Jurisdictional overreach

D. Finality of Determination

Courts generally uphold final and binding expert determinations unless:

Fraud

Manifest error (if provided in contract)

Jurisdictional excess

4. Key Case Laws on Completion Accounts Governance

1. Jones v Sherwood Computer Services plc

Principle: Where an accountant acts as expert (not arbitrator), their decision is final unless there is fraud or departure from instructions.
Significance: Foundational case on limits of judicial interference in expert determinations.

2. Nikko Hotels UK Ltd v MEPC plc

Principle: Court will enforce contractual mechanism strictly according to drafting hierarchy.
Significance: Highlights importance of clear accounting priority clauses.

3. F&C Alternative Investments Holdings Ltd v Barthelemy

Principle: Construction of SPA determines whether issue is for expert or court.
Significance: Clarified division between legal interpretation and accounting judgment.

4. Shafi v Rutherford

Principle: Expert cannot exceed mandate defined by agreement.
Significance: Reinforces governance boundaries.

5. Capita Insurance Services Ltd v RFIB Group Ltd

Principle: Contract interpretation requires balancing textual and commercial context.
Significance: Influences interpretation of accounting adjustment clauses.

6. Mears Ltd v Shoreline Housing Partnership Ltd

Principle: Specific accounting methodologies agreed in SPA override general accounting standards.
Significance: Demonstrates supremacy of contractual accounting framework.

7. BNP Paribas SA v Trattamento Rifiuti Metropolitani SpA

Principle: Courts will not rewrite poorly drafted commercial bargains.
Significance: Parties bear risk of unclear completion account drafting.

5. Key Governance Principles Emerging from Case Law

1. Contractual Primacy

The SPA governs completely. Courts do not import external accounting rules unless incorporated.

2. Expert Finality

If accountant acts as expert:

No appeal on merits

Only limited challenge grounds

3. Jurisdictional Limits

Experts cannot decide legal construction unless expressly authorized.
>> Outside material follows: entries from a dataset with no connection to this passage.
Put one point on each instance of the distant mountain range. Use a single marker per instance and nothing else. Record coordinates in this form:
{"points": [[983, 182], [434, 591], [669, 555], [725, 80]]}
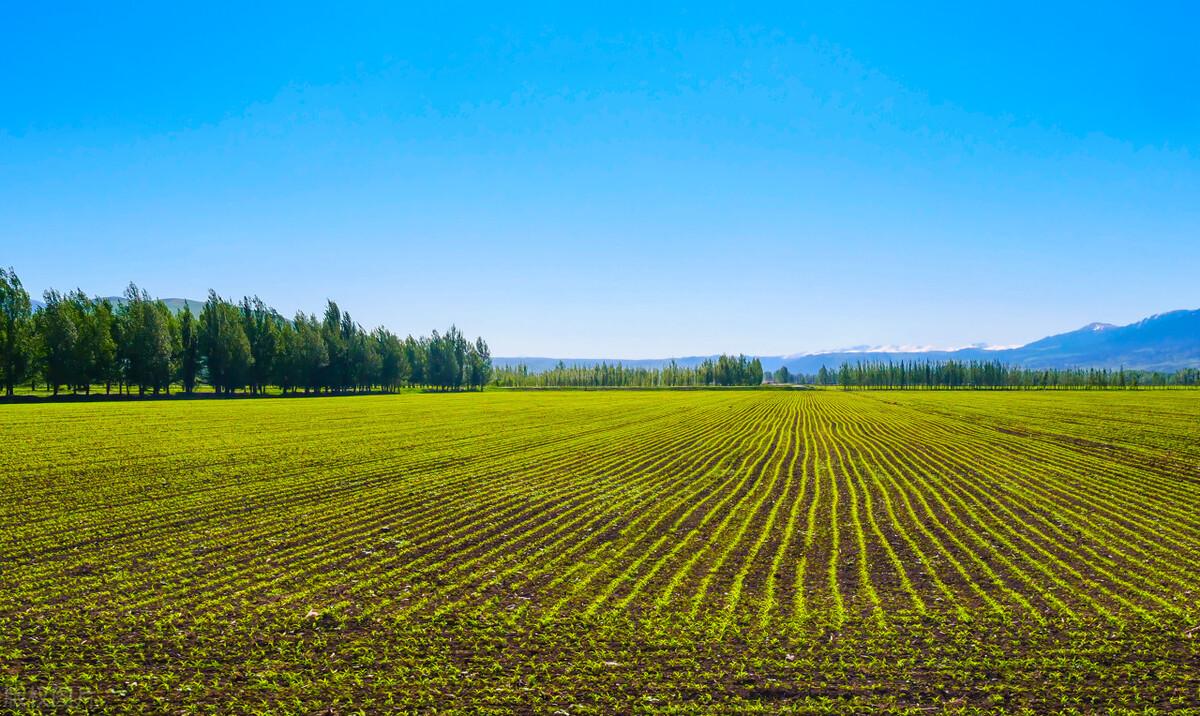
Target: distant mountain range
{"points": [[1163, 342]]}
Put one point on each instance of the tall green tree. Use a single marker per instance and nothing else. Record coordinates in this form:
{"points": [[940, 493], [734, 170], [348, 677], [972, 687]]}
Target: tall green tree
{"points": [[58, 336], [16, 331], [223, 346], [189, 350]]}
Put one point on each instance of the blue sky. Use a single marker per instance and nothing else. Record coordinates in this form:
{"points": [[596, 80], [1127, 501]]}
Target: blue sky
{"points": [[617, 182]]}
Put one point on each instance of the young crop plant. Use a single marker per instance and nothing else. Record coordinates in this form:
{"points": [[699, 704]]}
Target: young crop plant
{"points": [[597, 552]]}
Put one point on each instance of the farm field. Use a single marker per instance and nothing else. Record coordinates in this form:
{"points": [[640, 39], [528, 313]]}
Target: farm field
{"points": [[604, 552]]}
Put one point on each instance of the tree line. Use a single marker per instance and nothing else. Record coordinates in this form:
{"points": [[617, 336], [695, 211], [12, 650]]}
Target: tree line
{"points": [[725, 369], [76, 342], [984, 374]]}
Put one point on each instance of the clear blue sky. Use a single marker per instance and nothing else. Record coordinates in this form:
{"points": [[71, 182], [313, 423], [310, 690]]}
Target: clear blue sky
{"points": [[619, 181]]}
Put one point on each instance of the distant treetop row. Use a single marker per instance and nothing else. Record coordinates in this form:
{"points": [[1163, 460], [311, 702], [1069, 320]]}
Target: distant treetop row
{"points": [[76, 342]]}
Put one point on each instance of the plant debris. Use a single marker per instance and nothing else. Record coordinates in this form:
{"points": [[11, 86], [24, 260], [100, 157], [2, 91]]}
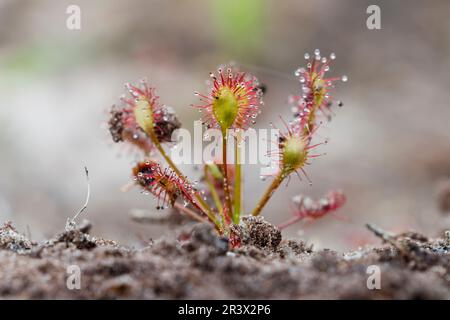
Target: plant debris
{"points": [[200, 265]]}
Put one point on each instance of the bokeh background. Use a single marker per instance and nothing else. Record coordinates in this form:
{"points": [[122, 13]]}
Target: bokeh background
{"points": [[389, 145]]}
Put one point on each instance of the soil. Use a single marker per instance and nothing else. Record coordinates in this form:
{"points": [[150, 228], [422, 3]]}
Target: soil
{"points": [[196, 264]]}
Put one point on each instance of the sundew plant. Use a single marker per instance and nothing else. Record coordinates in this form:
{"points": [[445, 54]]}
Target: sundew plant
{"points": [[232, 102]]}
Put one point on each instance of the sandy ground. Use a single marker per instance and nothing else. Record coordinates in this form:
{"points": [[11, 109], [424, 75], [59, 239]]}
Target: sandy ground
{"points": [[200, 265]]}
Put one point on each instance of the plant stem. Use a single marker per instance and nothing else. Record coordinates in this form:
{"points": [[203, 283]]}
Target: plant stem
{"points": [[206, 209], [269, 192], [192, 214], [226, 186], [214, 194], [237, 180]]}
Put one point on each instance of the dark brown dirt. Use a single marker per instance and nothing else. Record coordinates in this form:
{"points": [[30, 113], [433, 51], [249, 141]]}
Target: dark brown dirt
{"points": [[198, 264]]}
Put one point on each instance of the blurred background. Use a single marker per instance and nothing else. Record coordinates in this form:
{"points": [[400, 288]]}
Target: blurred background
{"points": [[389, 146]]}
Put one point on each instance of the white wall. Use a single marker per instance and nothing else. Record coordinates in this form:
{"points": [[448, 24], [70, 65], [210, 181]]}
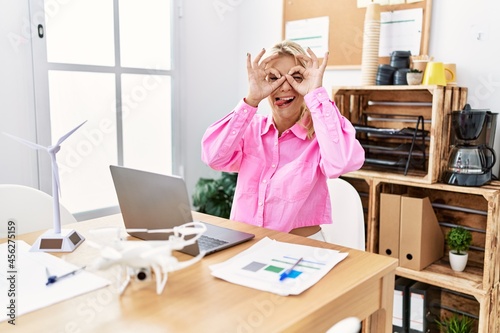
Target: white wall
{"points": [[17, 114], [215, 37]]}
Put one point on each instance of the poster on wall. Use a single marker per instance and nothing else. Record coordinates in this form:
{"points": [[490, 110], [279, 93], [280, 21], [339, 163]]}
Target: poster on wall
{"points": [[311, 33], [400, 30]]}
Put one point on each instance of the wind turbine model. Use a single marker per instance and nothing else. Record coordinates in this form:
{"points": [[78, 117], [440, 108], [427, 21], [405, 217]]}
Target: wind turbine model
{"points": [[56, 239]]}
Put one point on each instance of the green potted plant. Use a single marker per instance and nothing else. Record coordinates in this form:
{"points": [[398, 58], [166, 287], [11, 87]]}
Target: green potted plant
{"points": [[459, 240], [414, 76], [456, 324], [215, 196]]}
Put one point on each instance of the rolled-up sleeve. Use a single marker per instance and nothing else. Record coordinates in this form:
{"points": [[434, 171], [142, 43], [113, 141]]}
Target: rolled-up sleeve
{"points": [[221, 143], [340, 151]]}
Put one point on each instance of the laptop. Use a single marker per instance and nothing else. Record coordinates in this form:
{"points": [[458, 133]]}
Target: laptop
{"points": [[155, 201]]}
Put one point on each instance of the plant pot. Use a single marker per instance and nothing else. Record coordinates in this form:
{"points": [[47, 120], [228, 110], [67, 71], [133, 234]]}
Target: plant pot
{"points": [[458, 261], [414, 79]]}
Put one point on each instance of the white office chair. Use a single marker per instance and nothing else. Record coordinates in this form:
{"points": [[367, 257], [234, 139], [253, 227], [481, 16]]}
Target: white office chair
{"points": [[30, 208], [348, 222]]}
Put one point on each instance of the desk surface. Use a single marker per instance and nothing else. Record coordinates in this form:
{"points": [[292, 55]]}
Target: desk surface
{"points": [[195, 301]]}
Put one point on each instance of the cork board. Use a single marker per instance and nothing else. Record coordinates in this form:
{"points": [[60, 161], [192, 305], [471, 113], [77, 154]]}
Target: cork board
{"points": [[347, 24]]}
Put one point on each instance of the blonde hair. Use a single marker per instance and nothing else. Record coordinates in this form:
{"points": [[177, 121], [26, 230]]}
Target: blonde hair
{"points": [[288, 47]]}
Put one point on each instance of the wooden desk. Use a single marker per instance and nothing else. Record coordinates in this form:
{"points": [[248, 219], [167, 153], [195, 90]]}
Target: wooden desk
{"points": [[194, 301]]}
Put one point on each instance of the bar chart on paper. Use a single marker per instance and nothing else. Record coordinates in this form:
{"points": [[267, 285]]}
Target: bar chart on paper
{"points": [[262, 266]]}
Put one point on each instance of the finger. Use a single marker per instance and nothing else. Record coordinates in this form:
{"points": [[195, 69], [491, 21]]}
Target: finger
{"points": [[325, 61], [264, 62], [313, 57], [259, 56], [249, 61], [274, 71], [296, 69], [292, 82], [276, 84]]}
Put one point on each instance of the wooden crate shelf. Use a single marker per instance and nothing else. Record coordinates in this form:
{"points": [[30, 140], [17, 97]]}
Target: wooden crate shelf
{"points": [[394, 107], [479, 211]]}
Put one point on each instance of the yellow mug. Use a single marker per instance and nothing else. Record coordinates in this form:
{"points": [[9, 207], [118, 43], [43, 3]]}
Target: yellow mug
{"points": [[450, 73], [435, 74]]}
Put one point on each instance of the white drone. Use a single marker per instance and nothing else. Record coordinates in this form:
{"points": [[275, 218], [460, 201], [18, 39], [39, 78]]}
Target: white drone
{"points": [[138, 259], [55, 240]]}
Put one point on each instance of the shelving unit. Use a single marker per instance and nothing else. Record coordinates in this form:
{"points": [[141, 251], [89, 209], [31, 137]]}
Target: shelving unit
{"points": [[476, 290], [398, 108]]}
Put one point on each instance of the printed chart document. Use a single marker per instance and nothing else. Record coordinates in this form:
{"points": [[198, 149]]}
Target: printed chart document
{"points": [[29, 277], [261, 266]]}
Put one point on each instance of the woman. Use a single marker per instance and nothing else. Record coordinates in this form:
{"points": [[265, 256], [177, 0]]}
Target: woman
{"points": [[284, 159]]}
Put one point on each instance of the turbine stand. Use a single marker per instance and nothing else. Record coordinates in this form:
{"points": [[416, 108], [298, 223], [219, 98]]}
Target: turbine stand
{"points": [[65, 241]]}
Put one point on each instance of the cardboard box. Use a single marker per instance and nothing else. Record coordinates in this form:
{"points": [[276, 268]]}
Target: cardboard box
{"points": [[421, 237], [390, 211]]}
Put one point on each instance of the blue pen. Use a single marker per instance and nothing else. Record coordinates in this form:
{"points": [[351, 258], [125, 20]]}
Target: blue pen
{"points": [[286, 273], [53, 278]]}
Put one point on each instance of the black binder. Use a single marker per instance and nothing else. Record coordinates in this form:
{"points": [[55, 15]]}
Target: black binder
{"points": [[424, 308], [401, 313]]}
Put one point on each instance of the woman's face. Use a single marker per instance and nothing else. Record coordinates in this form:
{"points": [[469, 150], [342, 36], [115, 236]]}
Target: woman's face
{"points": [[285, 102]]}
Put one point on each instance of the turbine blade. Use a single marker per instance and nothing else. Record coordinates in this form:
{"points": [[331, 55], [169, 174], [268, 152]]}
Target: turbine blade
{"points": [[26, 142], [55, 174], [65, 136]]}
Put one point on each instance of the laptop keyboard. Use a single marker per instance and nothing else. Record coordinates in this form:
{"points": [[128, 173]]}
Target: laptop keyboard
{"points": [[207, 243]]}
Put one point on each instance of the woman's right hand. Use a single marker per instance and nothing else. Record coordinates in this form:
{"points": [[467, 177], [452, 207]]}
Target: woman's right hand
{"points": [[259, 87]]}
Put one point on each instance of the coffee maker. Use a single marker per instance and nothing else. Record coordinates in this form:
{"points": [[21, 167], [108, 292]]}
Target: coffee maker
{"points": [[471, 156]]}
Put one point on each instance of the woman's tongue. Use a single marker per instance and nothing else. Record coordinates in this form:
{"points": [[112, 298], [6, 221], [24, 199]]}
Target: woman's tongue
{"points": [[281, 102]]}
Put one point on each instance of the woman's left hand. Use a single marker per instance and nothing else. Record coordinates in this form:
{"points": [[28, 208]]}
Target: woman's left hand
{"points": [[312, 73]]}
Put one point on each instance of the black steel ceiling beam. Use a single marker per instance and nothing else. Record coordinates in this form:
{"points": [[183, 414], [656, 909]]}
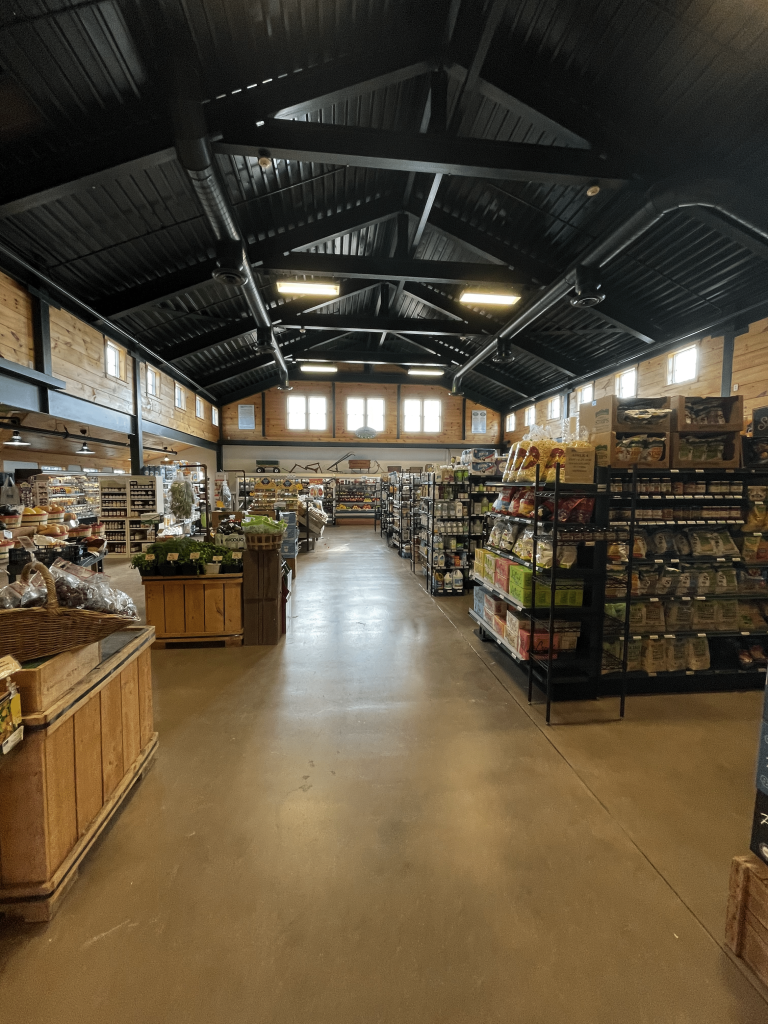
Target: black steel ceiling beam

4. Hierarchy Clauses Are Critical

Typical hierarchy:

Specific SPA provisions

Agreed accounting policies

Historical practices

GAAP/IFRS

Misalignment creates disputes.

6. Common Dispute Areas

Working capital adjustments

Classification of debt vs operational liability

Provisions and contingencies

Revenue recognition

Intercompany balances

7. Governance Safeguards in Drafting

To reduce disputes, SPAs should:

Clearly define accounting standards hierarchy

Specify expert vs arbitrator role

Limit scope of expert determination

Define manifest error standard (if any)

Include illustrative examples of calculations

Specify time limits for objections

8. Completion Accounts vs Locked-Box Governance

FeatureCompletion AccountsLocked-Box
Price certaintyPost-completion adjustmentFixed at signing
Litigation riskHigh if poorly draftedLower but risk of leakage claims
Financial transparencyRequires closing balance sheetBased on historical accounts
Governance complexityHigherModerate

9. Risk Management in Corporate Governance

Boards must ensure:

Finance team alignment with SPA terms

External audit support where required

Early dispute identification

Documentation of accounting judgments

Poor governance may lead to:

Price erosion

Prolonged litigation

Reputational harm

10. Conclusion

Completion accounts governance is fundamentally a contractual risk allocation mechanism in M&A transactions.

Judicial authorities consistently emphasize:

Strict adherence to agreed accounting hierarchy

Finality of expert determinations

Limited judicial intervention

Clear separation between accounting disputes and legal construction issues

Effective governance requires careful drafting, financial discipline, and procedural clarity to prevent costly post-completion disputes.